Fixed income asset class returns will be limited given low global bond yields and global central banks’ commitment to monetary stimulus in the wake of the COVID-19 pandemic. Fixed income is still important for investors because of its diversification benefits as a hedge to equity risk, but it no longer offers attractive total return potential. In this environment of low rates and strong economic growth, fixed income investors should look to investment-grade credit, floating rate bonds, emerging market debt and hybrid/unconstrained strategies to increase yield and protect against a rise in intermediate and long-term interest rates.
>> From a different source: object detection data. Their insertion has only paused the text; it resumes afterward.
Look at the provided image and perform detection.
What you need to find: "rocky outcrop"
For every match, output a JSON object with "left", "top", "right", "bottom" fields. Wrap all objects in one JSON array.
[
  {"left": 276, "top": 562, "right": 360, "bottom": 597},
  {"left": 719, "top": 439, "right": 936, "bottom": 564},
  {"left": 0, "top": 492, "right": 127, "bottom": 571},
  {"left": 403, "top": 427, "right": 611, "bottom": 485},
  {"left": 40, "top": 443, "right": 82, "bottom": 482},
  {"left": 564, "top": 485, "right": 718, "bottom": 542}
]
Inflation Rate and GDP Growth Increase

The same monetary and fiscal stimulus that is fueling the economic recovery from the COVID-19 pandemic may also have the longer-term impact of increasing inflation. The Federal Reserve has increased its target rate of inflation and has signaled that it will hold short-term interest rates at or near zero until the U.S. economy fully recovers. Low interest rates and higher short-term economic growth rates may lead to inflation rates that are higher than historic averages. In order to protect the purchasing power of assets, investors should maintain or increase exposure to inflation hedges like equities, real estate and commodities. Exhibit 1 shows the expected return assumption for each asset class and the year-over-year change from 2020 to 2021.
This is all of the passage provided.